Heat olive oil to a medium heat and fry the fish for a couple of minutes on either side – or until just cooked through – this will depend on how thick your fish is!

Set aside.

Put it Together…
Add the pinto beans to the sauce and simmer for 5 minutes. Taste and adjust seasoning if required. Add the almonds, mussels, squid and prawns and cook for two minutes further.

Divide up the fried fish between the plates and spoon over the seafood sauce.

Serve with hunks of bread for mopping up the juices… for instance, my

Single Rise Spelt Bread!

Makes 2 2lb loaves

  • 6 cups wholemeal Spelt flour
  • 2 cups hand-warm water
  • 1 tbsp dried yeast
  • 2 tsp salt
  • 3 tbsp honey
  • 2 tbsp olive oil
  • Toasted sesame seeds to sprinkle

Activate the Yeast…
Dissolve the honey and yeast with one cup of the warm water. Cover and leave for 10 minutes until it starts to foam.

If it hasn’t started to foam after this time, try again – the water may have been too hot or too cold. If this doesn’t fix it may well be that your yeast is too old and needs to be replaced.

Prepare the Dough…
Add one cup of flour to the dough and mix well, then add the salt and the flour, cup by cup until it is all incorporated.

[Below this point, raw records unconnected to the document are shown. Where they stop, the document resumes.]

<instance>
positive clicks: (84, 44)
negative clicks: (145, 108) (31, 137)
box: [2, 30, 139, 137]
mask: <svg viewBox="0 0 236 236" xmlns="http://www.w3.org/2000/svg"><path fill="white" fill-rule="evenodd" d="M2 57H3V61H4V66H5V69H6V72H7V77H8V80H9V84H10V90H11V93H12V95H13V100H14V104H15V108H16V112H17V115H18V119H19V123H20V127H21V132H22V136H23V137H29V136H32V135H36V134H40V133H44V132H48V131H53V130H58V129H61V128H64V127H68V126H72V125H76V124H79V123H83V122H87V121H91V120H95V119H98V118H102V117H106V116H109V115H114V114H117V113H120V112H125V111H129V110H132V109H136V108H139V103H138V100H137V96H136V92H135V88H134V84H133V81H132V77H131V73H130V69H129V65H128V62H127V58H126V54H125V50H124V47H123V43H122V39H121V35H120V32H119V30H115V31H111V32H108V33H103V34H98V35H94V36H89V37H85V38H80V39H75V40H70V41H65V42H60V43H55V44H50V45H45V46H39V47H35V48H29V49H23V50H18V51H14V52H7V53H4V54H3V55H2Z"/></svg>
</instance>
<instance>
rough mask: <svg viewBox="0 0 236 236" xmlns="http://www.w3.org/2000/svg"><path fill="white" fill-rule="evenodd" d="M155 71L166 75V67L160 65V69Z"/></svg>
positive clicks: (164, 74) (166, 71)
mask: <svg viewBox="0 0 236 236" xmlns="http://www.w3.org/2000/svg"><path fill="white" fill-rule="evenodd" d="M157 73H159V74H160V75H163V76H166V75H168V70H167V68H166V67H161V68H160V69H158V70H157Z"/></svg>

Turn out the dough and knead for 3 minutes – do not overwork the dough. The dough should be soft but not sticky.
Lightly grease 2 2lf loaf tins*. Divide the mixture in two, shape into loaf sausages and place in the tins. Cover in oiled clingfilm and put in a warm place to rise until doubled.
Spelt can be really fast rising – so start checking after about 45 minutes. In my case it took over an hour though.
Preheat oven to 180c.
Lightly brush the tops of the loaves with milk and sprinkle with the toasted sesame seeds.

Pop in the oven and bake for 45 minutes, or until golden brown and sounds hollow when tapped on the bottom. Smells good? We’re almost there!

Remove from the tin and put back in the oven for 5 minutes to crisp.

Place on a wire rack and allow to cool for at least 30 minutes before eating.

As well as an accompaniment to the fish stew – this made the most amazing sandwich bread – full of flavour!

* This is what I would have done if I’d had two loaf tins… I only had one – so I wrapped half of the dough in greased film and refrigerated it whilst the first loaf was rising – then let the second rise while the first was baking!)